In 1961, after more than 14 years of clandestine work, she was arrested by Lebanese authorities, tortured, and sentenced to death.
By Hezy Laing
Shulamit Cohen’s story is one of those rare pieces of Middle Eastern espionage history that feels almost impossible — a woman living an entirely ordinary life on the surface while running one of the most important Israeli intelligence networks in the Arab world for more than a decade.
Shulamit “Shula” Cohen was born in Buenos Aires in 1917 and raised in Jerusalem, where she married a wealthy Lebanese Jewish businessman, Joseph Cohen.
In 1946 she moved with him to Beirut, settling into what appeared to be the life of a respectable mother and housewife in the upscale Wadi Abu Jamil neighborhood.
In reality, she soon became one of the earliest and most effective agents of what would later become Mossad and Aman’s clandestine networks in Lebanon.
Her home became a discreet meeting point for couriers, informants, and operatives moving between Beirut, southern Lebanon, and Israel.
She built her network through social intelligence — cultivating relationships with Lebanese officials, businessmen, and military figures who had no idea she was passing information across the border.
She used her fluency in Arabic, French, and Hebrew to navigate Beirut’s layered society, and her status as a well‑connected woman allowed her to move in spaces where male operatives would have drawn suspicion.
Cohen’s intelligence was crucial during the late 1940s and 1950s, especially in tracking Palestinian fedayeen activity, Syrian and Lebanese troop movements, and the growing presence of Egyptian intelligence in Beirut.
She also played a key role in helping hundreds of Lebanese Jews escape to Israel through covert routes, earning her the nickname “The Pearl” within Israeli intelligence circles.
Her work was extraordinarily dangerous.
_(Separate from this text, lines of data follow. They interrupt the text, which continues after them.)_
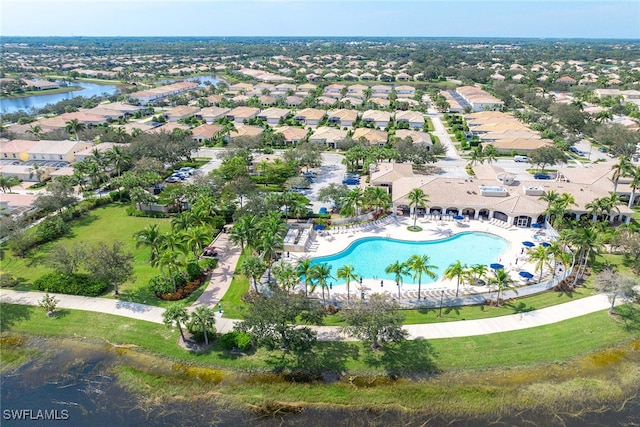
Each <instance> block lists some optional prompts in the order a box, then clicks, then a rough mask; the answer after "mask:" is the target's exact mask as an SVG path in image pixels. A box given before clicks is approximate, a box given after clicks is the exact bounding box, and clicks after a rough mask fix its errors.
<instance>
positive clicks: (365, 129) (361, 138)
mask: <svg viewBox="0 0 640 427" xmlns="http://www.w3.org/2000/svg"><path fill="white" fill-rule="evenodd" d="M351 138H352V139H353V140H354V141H358V142H364V143H365V144H366V145H377V146H379V147H383V146H384V145H385V144H386V143H387V139H388V135H387V133H386V132H385V131H382V130H377V129H369V128H358V129H356V130H355V132H353V135H352V136H351Z"/></svg>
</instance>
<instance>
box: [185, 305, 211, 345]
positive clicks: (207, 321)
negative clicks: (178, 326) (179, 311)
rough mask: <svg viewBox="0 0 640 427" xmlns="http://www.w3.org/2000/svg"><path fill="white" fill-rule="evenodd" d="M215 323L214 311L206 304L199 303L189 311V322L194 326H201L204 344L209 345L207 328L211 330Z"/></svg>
mask: <svg viewBox="0 0 640 427" xmlns="http://www.w3.org/2000/svg"><path fill="white" fill-rule="evenodd" d="M215 323H216V311H215V310H214V309H213V308H211V307H207V306H206V305H199V306H198V307H196V309H195V310H193V311H192V312H191V324H192V325H193V326H194V327H196V328H198V327H199V328H202V333H203V334H204V344H205V345H209V333H208V332H209V330H210V329H211V330H212V331H213V326H214V325H215Z"/></svg>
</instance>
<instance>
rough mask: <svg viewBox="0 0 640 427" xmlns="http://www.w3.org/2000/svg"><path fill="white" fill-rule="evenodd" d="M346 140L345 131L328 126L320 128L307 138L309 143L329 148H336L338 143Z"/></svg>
mask: <svg viewBox="0 0 640 427" xmlns="http://www.w3.org/2000/svg"><path fill="white" fill-rule="evenodd" d="M346 138H347V131H346V130H342V129H336V128H333V127H329V126H320V127H319V128H317V129H316V130H315V131H314V132H313V134H311V136H310V137H309V141H310V142H314V143H317V144H323V145H326V146H327V147H330V148H337V144H338V142H341V141H344V140H345V139H346Z"/></svg>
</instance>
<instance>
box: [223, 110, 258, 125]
mask: <svg viewBox="0 0 640 427" xmlns="http://www.w3.org/2000/svg"><path fill="white" fill-rule="evenodd" d="M259 112H260V109H259V108H255V107H236V108H234V109H233V110H231V111H229V112H228V113H227V118H228V119H229V120H231V121H233V122H235V123H242V122H244V121H245V120H249V119H253V118H255V117H256V116H257V115H258V113H259Z"/></svg>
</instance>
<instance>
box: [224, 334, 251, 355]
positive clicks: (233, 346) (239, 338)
mask: <svg viewBox="0 0 640 427" xmlns="http://www.w3.org/2000/svg"><path fill="white" fill-rule="evenodd" d="M220 345H221V346H222V348H224V349H226V350H233V349H235V348H237V349H238V350H242V351H247V350H249V349H250V348H251V335H249V334H248V333H246V332H238V331H231V332H227V333H226V334H224V335H221V336H220Z"/></svg>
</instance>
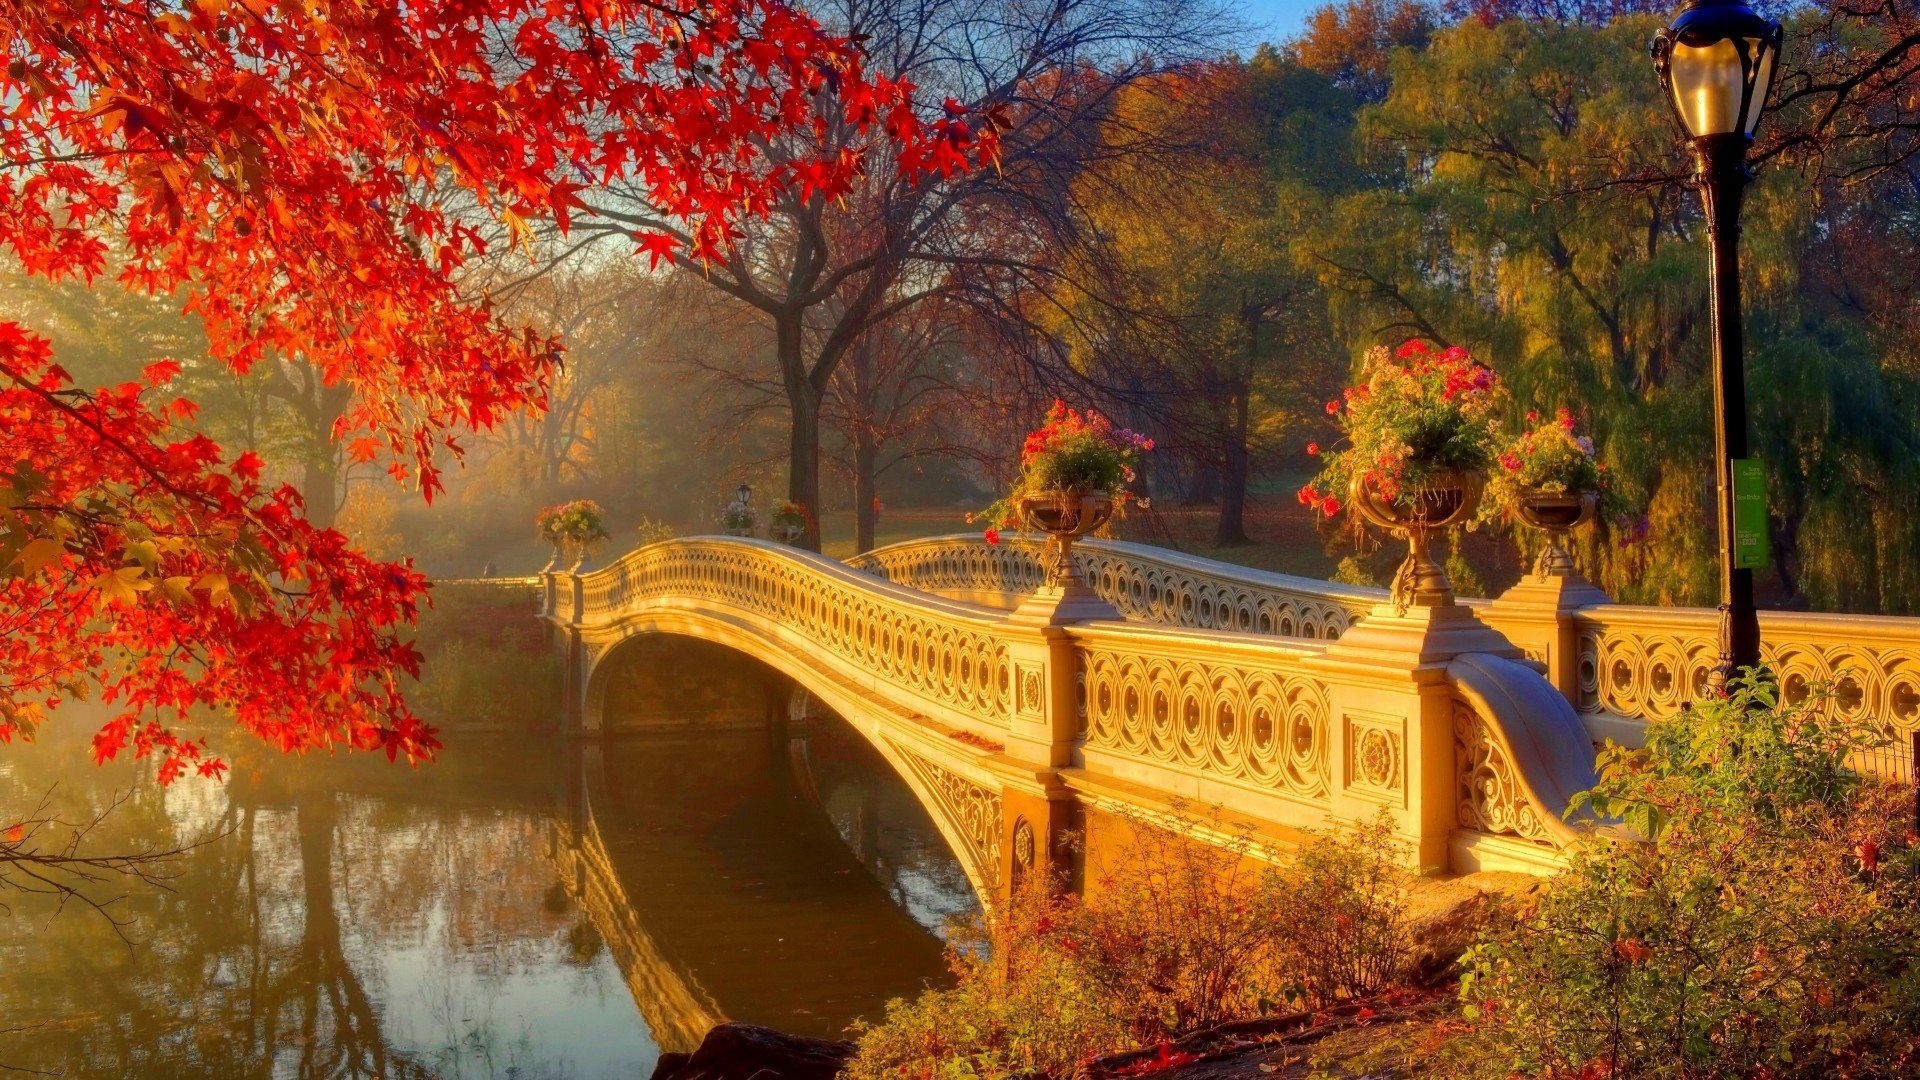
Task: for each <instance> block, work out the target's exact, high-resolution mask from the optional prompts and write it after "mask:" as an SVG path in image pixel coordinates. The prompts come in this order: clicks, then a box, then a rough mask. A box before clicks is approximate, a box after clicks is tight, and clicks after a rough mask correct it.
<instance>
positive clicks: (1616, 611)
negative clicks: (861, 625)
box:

Beirut in the 1950s and early 1960s was a battleground of competing Arab intelligence services, and Cohen operated under constant surveillance.
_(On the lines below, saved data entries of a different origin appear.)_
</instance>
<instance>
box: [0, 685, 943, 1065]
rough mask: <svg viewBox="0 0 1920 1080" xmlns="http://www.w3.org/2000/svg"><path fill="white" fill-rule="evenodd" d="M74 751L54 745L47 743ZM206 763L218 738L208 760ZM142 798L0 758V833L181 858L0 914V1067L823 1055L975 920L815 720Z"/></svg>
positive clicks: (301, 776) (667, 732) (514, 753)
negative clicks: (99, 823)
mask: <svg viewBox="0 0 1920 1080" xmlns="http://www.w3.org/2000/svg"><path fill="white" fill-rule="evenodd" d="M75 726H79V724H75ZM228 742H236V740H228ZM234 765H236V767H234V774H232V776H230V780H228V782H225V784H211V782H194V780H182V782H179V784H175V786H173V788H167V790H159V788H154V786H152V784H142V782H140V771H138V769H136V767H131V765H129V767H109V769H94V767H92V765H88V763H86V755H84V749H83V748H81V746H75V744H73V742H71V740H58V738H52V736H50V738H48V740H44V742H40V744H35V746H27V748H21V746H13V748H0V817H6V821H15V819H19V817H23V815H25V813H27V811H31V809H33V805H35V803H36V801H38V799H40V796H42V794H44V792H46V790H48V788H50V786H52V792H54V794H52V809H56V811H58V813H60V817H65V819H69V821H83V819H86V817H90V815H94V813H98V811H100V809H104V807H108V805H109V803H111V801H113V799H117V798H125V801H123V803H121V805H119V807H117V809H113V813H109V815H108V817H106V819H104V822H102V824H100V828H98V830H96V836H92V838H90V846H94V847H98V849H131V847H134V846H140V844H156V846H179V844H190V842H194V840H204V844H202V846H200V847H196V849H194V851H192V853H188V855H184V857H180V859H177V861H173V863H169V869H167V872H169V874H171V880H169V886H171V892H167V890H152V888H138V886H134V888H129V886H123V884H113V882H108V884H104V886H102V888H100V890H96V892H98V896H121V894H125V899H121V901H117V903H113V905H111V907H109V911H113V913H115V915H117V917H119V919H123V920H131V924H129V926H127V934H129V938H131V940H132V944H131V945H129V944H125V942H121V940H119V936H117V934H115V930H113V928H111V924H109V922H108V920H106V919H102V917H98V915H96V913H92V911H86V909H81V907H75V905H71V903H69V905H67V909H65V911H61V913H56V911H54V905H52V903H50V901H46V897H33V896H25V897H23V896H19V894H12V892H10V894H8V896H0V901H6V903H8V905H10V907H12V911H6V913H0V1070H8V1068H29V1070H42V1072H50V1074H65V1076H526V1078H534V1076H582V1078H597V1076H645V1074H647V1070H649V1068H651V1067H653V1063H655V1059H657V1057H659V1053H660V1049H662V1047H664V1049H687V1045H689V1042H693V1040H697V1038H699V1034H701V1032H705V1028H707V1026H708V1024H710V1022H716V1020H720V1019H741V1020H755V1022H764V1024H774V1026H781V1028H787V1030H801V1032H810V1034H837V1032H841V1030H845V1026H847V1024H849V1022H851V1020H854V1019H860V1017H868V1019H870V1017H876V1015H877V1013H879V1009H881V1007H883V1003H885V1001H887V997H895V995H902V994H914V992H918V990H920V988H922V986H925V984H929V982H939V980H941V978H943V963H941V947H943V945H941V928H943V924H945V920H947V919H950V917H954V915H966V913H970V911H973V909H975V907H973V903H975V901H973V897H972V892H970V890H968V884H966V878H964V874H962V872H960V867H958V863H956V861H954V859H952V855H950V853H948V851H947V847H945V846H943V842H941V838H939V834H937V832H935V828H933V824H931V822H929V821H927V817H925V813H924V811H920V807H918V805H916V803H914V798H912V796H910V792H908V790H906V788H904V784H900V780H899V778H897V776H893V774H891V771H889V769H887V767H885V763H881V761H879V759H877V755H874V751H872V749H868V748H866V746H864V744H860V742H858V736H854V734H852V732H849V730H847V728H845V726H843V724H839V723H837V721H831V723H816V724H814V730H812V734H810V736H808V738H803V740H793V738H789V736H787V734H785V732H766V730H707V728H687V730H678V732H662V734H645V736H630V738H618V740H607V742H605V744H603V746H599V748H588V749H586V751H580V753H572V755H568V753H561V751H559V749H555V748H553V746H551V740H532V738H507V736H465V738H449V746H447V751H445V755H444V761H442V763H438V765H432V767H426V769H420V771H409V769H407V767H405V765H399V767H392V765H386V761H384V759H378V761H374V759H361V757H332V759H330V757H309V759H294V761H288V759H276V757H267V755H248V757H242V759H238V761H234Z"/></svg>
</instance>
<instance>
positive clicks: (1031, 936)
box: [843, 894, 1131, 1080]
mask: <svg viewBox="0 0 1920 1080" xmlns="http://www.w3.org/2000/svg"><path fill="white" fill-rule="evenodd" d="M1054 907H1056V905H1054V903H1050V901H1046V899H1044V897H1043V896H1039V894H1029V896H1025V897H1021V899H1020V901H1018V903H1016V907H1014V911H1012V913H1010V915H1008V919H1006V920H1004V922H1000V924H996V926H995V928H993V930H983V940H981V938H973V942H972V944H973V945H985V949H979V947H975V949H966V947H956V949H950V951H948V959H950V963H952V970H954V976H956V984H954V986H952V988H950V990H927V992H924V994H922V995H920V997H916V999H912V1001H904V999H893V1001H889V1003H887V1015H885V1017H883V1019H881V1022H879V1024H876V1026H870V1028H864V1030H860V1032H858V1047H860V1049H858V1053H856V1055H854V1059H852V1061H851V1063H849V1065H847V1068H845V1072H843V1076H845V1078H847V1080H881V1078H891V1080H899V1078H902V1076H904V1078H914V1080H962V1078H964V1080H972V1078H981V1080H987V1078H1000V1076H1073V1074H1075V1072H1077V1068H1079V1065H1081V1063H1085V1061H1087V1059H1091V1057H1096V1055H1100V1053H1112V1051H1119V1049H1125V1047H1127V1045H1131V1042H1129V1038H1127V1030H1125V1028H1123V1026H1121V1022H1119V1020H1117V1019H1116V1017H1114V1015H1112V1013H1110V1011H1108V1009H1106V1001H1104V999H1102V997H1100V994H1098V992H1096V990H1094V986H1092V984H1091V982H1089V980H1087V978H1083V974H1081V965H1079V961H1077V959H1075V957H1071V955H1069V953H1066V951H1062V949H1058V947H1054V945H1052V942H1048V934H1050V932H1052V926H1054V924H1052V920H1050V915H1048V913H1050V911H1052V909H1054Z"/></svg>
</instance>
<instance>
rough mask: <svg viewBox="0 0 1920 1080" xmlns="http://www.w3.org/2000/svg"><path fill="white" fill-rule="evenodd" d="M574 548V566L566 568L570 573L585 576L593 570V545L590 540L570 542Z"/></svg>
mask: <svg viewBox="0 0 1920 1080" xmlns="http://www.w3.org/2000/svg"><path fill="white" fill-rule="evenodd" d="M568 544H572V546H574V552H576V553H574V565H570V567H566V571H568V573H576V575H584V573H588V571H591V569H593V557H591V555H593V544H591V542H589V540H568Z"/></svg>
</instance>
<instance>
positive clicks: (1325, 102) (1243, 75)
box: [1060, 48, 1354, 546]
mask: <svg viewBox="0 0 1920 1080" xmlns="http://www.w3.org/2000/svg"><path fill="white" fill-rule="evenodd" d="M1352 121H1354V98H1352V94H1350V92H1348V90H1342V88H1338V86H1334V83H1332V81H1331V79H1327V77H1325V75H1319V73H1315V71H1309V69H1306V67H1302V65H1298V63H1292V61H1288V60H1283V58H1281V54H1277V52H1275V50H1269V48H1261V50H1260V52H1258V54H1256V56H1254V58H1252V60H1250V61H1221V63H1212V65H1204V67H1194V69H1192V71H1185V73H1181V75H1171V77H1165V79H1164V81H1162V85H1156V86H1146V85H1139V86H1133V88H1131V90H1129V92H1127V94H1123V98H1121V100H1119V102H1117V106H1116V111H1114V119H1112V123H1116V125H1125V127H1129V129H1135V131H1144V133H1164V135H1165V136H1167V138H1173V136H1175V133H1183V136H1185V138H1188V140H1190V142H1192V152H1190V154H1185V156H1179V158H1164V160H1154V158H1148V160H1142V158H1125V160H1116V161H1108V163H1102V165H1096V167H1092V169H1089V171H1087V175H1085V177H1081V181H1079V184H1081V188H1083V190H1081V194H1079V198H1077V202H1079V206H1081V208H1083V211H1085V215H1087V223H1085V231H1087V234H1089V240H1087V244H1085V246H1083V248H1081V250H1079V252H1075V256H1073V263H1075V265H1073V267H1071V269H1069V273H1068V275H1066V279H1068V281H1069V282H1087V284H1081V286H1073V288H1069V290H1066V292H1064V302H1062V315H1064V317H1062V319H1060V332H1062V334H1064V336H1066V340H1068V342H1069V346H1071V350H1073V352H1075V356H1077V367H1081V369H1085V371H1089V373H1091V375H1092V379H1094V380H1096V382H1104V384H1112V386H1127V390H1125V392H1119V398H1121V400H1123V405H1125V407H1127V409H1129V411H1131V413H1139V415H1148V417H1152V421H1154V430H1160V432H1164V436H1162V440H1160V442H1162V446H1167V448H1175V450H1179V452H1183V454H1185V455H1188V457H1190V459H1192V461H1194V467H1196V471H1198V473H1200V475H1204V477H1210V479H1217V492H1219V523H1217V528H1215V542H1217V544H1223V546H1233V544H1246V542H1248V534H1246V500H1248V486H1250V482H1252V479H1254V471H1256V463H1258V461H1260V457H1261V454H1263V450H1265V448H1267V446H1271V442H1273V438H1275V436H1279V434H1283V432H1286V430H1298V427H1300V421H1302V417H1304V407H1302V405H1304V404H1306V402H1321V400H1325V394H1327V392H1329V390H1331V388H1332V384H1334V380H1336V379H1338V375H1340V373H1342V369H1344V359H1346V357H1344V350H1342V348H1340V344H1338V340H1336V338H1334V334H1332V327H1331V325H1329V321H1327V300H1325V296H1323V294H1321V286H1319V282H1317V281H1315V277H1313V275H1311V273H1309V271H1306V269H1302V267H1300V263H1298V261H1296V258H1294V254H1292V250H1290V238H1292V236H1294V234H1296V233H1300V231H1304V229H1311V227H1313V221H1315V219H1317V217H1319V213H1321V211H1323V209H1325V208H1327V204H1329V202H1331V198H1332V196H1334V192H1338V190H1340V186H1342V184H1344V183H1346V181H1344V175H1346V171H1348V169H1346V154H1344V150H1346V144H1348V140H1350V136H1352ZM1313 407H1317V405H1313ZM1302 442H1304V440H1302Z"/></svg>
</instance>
In 1961, after more than 14 years of clandestine work, she was arrested by Lebanese authorities, tortured, and sentenced to death — a sentence later commuted to life imprisonment.
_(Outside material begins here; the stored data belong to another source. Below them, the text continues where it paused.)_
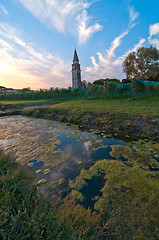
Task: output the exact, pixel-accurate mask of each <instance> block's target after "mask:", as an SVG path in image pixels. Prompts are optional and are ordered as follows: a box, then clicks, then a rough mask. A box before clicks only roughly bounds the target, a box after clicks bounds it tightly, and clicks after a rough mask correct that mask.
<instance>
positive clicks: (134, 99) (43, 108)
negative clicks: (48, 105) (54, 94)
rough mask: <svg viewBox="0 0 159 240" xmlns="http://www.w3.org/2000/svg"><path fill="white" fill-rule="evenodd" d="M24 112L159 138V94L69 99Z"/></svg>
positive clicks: (119, 131) (150, 136)
mask: <svg viewBox="0 0 159 240" xmlns="http://www.w3.org/2000/svg"><path fill="white" fill-rule="evenodd" d="M24 115H27V116H34V117H39V118H40V117H43V118H47V119H52V120H58V121H61V122H69V123H72V124H77V125H81V126H84V127H88V128H95V129H99V130H103V131H108V132H111V133H117V134H119V135H122V136H128V137H131V138H132V137H134V138H150V139H156V140H159V95H153V96H144V97H136V98H135V99H127V98H123V99H121V98H116V99H92V100H75V101H68V102H63V103H59V104H56V105H54V106H51V107H47V108H42V109H32V110H26V111H24Z"/></svg>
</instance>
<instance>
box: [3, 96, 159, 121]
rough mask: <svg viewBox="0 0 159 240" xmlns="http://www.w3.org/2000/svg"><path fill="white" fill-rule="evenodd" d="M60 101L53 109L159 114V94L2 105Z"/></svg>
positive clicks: (51, 101)
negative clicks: (58, 103)
mask: <svg viewBox="0 0 159 240" xmlns="http://www.w3.org/2000/svg"><path fill="white" fill-rule="evenodd" d="M54 103H59V104H56V105H54V106H52V107H51V108H52V109H53V110H66V111H68V110H69V111H70V110H78V111H80V112H91V113H97V114H98V113H106V112H109V113H111V114H114V113H121V114H123V113H124V114H129V115H151V116H159V94H156V95H151V96H142V97H136V98H135V99H132V98H130V99H127V98H114V99H105V98H99V99H88V100H78V99H75V100H73V99H71V98H63V99H60V98H59V99H54V100H53V99H49V100H48V99H47V100H34V101H14V100H13V101H0V105H5V106H6V108H12V109H14V108H16V109H17V108H22V107H25V106H36V105H37V106H40V105H49V104H54Z"/></svg>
She spent six years in prison before being released in a 1967 prisoner exchange following the Six‑Day War.
After returning to Israel, Cohen received the Medal of Valor, one of the country’s highest civilian honors. She lived quietly in Jerusalem until her death in 2017 at age 100.
Her story stands as a reminder that some of the most consequential intelligence work in the region was carried out not by soldiers or spies in trench coats, but by a woman who hid an entire clandestine network behind the façade of domestic life.